The coronavirus pandemic cost the 6-foot, 205-pound Barefoot his first full minor league season. He entered 2021 with just 23 games at short-season Tri-City under his belt.
The 23-year-old center fielder purchased a pitching machine, indoor batting cage and Rapsodo for his home, allowing him to hone his swing during the shutdown.
“He’s real explosive in the swing,” Putila said. “The ball jumps. Not a huge exit speed guy, but it’s a really simple swing with adequate power. He’s able to elevate the ball with ease.”
The Astros promoted Barefoot to High-A Asheville after a torrid start at Low-A Fayetteville. Prior to his promotion, Barefoot slugged .625 with a 1.017 OPS in 64 at-bats.
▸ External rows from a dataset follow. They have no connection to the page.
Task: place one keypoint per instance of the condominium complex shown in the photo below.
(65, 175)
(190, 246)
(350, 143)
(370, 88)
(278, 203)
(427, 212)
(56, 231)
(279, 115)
Nine of his 22 hits fell for extra bases. He stole 10 bases in 11 tries, too, taking advantage of the new limited pickoff rule.
The Astros rank Barefoot as a plus runner, Putila said. He shows a plus throwing arm at times, but needs to improve on his routes and reads as a center fielder. Barefoot plays all three outfield spots, but the Astros believe he could have the speed and upside to stick in center.
Barefoot’s development is crucial for an organization that has no substantial outfield depth in the upper minors. Neither Colin Barber nor Zach Daniels have reached Double-A.
Barefoot hasn’t, either, but his ascent brings hope that he could soon become one of the more talked-about position prospects in the Astros' organization.
— Third baseman Abraham Toro, who has shuttled between the major leagues and Triple-A the last two seasons, started his minor league season on the injured list with an oblique strain.
— Third baseman Joe Perez is turning heads at the lower levels. The 2017 second-rounder out of high school threw triple digits as a prep righthander but required Tommy John surgery when he signed. Perez converted to position playing in pro ball and earned a promotion to High-A after slugging .500 and posting a .907 OPS in his first 12 games at Low-A.